Experimental Ebola drug arrives in Liberia to treat doctors

A consignment of experimental Ebola drugs has arrived by plane in Liberia to treat two doctors suffering from the virus, which has killed more than 1,000 people across four West African countries. The drug, ZMapp, arrived in two boxes on a commercial flight from the United States carried by Liberia’s foreign affairs minister, Augustine Ngafuan, and was unloaded at the VIP terminal, a Reuters witness said. It will be taken to a hospital in the capital and administered to Liberian doctors Zukunis Ireland and Abraham Borbor, who officials said contracted the disease while attending to patients, including a late colleague. But authorities fear ZMapps’ unproven status will mean humans become the guinea pigs.
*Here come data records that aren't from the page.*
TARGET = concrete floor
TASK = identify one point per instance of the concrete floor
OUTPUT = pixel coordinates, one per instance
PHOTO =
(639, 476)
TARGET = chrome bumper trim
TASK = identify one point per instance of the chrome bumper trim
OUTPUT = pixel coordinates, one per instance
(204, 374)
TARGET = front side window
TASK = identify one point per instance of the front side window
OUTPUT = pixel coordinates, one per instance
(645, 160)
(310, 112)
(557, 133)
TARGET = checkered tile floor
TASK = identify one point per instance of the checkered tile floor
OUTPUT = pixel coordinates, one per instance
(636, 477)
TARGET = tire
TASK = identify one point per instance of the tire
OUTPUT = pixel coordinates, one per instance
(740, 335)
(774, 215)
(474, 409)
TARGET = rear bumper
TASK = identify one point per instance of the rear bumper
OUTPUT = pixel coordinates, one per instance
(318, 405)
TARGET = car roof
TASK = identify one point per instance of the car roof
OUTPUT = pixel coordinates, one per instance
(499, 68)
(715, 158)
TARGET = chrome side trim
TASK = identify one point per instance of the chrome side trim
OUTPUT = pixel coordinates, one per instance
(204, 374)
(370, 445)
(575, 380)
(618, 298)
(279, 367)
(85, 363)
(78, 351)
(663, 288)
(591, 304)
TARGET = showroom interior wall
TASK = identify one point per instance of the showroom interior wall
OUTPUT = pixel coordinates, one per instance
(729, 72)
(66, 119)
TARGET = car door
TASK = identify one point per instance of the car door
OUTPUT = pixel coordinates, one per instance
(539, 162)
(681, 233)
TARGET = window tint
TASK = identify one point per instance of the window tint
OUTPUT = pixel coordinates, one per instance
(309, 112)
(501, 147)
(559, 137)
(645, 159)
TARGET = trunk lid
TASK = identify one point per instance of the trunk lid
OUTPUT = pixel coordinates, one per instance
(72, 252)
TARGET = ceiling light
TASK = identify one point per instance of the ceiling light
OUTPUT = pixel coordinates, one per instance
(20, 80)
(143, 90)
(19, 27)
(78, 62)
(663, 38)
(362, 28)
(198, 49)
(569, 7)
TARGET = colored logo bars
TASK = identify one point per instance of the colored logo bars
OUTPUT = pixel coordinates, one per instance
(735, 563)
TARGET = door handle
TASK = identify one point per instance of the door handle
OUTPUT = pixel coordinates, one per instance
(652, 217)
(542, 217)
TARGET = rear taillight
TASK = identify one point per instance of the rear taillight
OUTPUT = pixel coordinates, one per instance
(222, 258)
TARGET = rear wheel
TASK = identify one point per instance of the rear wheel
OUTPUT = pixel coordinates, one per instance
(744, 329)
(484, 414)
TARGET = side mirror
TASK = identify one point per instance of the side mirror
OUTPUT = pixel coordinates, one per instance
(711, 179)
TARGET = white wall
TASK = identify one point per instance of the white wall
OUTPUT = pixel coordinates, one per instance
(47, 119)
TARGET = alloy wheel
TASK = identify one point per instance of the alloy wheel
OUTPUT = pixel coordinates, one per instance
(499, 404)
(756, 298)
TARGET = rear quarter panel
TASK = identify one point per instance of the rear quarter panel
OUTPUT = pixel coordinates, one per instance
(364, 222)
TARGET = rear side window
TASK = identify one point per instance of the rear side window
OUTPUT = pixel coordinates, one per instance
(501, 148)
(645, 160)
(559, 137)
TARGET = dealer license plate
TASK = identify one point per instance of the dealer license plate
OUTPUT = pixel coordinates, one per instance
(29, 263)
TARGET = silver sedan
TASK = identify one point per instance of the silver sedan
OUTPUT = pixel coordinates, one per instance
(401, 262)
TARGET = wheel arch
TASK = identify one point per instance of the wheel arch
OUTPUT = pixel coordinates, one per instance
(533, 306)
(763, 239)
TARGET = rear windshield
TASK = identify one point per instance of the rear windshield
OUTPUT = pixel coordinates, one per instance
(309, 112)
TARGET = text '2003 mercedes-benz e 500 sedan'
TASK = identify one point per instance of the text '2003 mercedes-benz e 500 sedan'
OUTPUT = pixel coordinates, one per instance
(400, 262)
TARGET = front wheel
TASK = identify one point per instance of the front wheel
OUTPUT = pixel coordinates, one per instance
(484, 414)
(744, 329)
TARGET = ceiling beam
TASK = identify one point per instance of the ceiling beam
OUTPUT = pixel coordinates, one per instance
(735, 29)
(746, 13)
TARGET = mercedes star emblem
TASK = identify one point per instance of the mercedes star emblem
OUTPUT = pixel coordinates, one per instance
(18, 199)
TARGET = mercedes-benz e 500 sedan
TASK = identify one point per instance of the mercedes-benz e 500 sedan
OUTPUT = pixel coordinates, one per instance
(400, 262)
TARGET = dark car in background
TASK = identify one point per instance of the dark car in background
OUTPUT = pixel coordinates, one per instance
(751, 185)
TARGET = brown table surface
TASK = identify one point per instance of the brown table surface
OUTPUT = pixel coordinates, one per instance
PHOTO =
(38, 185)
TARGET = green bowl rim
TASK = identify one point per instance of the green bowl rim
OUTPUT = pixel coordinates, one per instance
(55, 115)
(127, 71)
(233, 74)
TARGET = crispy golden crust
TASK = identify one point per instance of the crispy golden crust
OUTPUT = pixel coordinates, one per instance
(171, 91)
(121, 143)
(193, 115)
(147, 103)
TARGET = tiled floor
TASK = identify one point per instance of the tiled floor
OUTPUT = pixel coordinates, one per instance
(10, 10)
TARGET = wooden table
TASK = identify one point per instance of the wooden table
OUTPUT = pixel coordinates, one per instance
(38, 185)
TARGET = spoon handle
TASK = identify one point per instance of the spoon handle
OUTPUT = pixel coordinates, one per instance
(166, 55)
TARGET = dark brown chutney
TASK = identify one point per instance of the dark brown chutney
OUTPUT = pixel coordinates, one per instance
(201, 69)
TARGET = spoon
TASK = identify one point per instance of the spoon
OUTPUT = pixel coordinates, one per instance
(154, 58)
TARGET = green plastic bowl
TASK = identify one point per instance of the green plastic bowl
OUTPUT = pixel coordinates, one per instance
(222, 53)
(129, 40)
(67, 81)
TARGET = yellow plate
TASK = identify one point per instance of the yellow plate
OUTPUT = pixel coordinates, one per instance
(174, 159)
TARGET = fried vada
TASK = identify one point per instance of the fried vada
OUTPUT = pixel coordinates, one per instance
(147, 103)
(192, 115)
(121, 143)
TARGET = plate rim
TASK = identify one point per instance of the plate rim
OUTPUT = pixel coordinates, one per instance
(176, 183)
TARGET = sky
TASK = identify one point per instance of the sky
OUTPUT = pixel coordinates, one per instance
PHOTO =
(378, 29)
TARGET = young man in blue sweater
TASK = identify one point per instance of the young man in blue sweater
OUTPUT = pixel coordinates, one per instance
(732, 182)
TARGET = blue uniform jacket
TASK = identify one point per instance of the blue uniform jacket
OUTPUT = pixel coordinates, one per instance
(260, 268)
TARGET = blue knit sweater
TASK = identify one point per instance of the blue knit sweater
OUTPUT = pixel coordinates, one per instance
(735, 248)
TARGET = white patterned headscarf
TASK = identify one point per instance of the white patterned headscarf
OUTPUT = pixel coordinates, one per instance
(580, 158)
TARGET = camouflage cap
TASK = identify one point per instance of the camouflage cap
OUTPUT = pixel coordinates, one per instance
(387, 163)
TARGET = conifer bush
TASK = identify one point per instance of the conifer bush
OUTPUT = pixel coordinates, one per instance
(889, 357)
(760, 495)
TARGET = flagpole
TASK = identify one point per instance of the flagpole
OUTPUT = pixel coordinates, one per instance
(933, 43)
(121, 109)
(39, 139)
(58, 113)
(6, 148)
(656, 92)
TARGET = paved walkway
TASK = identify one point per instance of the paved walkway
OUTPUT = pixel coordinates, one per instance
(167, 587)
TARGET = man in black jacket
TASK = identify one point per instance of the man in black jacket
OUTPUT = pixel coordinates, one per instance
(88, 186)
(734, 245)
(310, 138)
This is not the panacea to the problem. It is at the risk of the patient.

Liberia’s assistant health minister, Tolbert Nyenswah

Meanwhile, up to 1,000 doses of VSV-EBOV, another experimental drug which has shown promise in animal research but never tested on humans, is due to arrive in West Africa soon. The death toll in the worst-ever epidemic of Ebola since its discovery four decades ago climbed to 1,069 Wednesday, according to the World Health Organisation which said 56 had died in two days. Nearly 2,000 people have now been infected.